‘You took a mystery and made me want it / You got a pedestal and put me on it/ You made me love you out feeling nothing/ Something that you do.’ Remember it? ‘Chain Reaction’– written by the Bee Gees and made famous by the sweet tones of Diana Ross. It’s a great floor-filler. Those opening lyrics, though, always give me a slight shudder, as I think about the controlling nature of being put on a pedestal. What’s he up to? Is he putting her on a pedestal to flatter her into returning the rapt attention? Is he putting her on a pedestal as a way of saying: ‘here’s my ideal version of you, now live up to it’? Whether it is one’s character, one’s achievements, or one’s physical attributes that are being glorified, surely being up on that pedestal must be a precarious and lonely place on which to remain balanced.
Which is why I think it far better to wait until one’s mortal coil has been shuffled off before being put on a pedestal. There is nothing more to live up to; the pressure is off. Edinburgh is full of deceased heroes, mostly bronze men (by which I don’t mean sun-tanned) on plinths throughout the city. Women are put on metaphorical pedestals; men on real ones. There is the father of the Scottish Enlightenment, Adam Smith, outside St Giles’s Cathedral, standing in a power pose, left foot forward, his solemnity ruined by an untidy seagull almost always resting on his head. More jocular and jaunty is the Scots poet, Robert Fergusson, striding down past the Cannongate Kirk. He’s good for selfies; he never pulls faces. Then there is W.H. Playfair, in full elevation outside the museum on Chambers Street, all Mr. Darcy sideburns, folder of drawings under his arm to remind us that he designed much of Edinburgh’s New Town. James Clerk Maxwell, on the other hand, gets to rest on his podium at the St Andrew’s Square end of George Street. Seated, legs crossed, he is deep in thought, pondering some great scientific problem. Having cracked electromagnetic radiation, I wonder what he’s thinking about? On Edinburgh’s Royal Mile, up at the top near the castle, outside the High Court on Lawnmarket,the imposing figure of David Hume is reclining in a chair on his pedestal. High up, but not so high that passers-by cannot reach the foot that is jutting from beneath the classical Greek robes he is draped in. For some reason, tourists have taken to rubbing the 18th century philosopher’s toe: for luck – what else? I walked past him last week on my way to the high court and, had there not already been an early morning crowd gathered around him, I surely would have leant across and given his toe a quick rub – anything to get me off being selected for jury duty. (As it happens, I didn’t need Hume’s luck.)
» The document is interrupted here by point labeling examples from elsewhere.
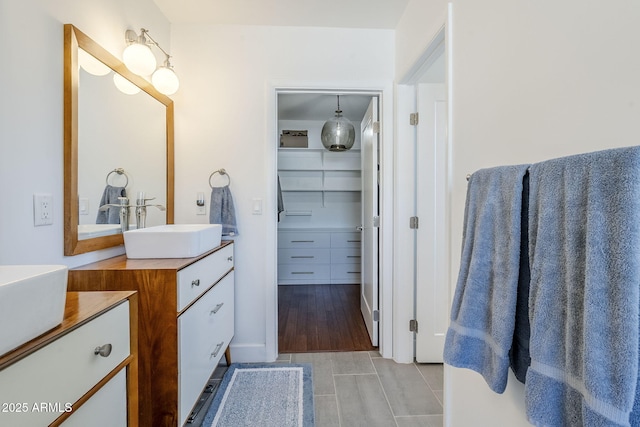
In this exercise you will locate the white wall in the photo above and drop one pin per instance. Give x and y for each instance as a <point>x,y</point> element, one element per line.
<point>531,81</point>
<point>417,27</point>
<point>225,118</point>
<point>31,107</point>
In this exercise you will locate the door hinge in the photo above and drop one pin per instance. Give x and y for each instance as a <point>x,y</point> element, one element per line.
<point>413,223</point>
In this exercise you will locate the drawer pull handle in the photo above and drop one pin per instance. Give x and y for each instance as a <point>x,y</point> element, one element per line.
<point>217,349</point>
<point>217,308</point>
<point>103,350</point>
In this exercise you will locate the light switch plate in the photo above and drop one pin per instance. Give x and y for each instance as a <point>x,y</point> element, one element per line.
<point>256,207</point>
<point>42,209</point>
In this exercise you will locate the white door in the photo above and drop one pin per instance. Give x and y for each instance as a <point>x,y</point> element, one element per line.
<point>370,220</point>
<point>431,238</point>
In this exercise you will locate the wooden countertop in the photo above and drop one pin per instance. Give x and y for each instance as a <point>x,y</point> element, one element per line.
<point>80,308</point>
<point>121,262</point>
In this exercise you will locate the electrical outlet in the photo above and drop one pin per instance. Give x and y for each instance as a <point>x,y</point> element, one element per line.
<point>42,209</point>
<point>201,208</point>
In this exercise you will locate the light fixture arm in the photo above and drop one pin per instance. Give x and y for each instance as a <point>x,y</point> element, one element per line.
<point>131,37</point>
<point>139,58</point>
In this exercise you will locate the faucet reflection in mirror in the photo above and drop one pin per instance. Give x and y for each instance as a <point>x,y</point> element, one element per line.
<point>124,209</point>
<point>139,59</point>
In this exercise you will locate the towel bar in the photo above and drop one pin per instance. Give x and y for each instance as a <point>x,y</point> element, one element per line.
<point>221,172</point>
<point>119,171</point>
Famously, there are four pedestals (they call them plinths) in London’s Trafalgar Square. Three of them bear statues of notable figures from history (male, of course) and the fourth remained empty over the years due to ‘insufficient funds’ (two words covering any number of reasons). Since about the year 2000 the fourth plinth has hosted a rotation offigures, artworks, and commemorations. One of the most memorable is Anthony Gormley’s ‘One & Other’ where, over the course of one hundred days, 2,400 members of the public each spent one hour on the plinth to do, largely, whatever they wanted. One hour: surely the maximum amount of time anyone would want to be placed on a pedestal, if that. For me, the closest Edinburgh has come to London’s fourth plinth is the ‘Everyman’ sculpture outside the main entrance to the council buildings on East Market Street. White shirt and black trousers, ‘Everyman’is balanced on what looks like a multi-coloured arm of a cherry picker. He is said to represent ‘Jo(sephine) Public’. He is not fashioned from bronze, he’s far from the crowds, and he looks painfully uncomfortable up there, as if he knows that the next gust of wind might take him out.
We will place figures on pedestals, clap and cheer and drink champagne and festoon the air with ticker tape as we unveil them. And we have seen many images of the same celebrations played out across the world when we topple them. Change the world quietly and seek not to be put on a pedestal; it’s cold and wet up there, with only the seagulls for companions.
‘New England’, by Billy Bragg
‘I loved you then as I love you still
Though I put you on a pedestal,
They put you on the pill
I don’t feel bad about letting you go
I just feel sad about letting you know.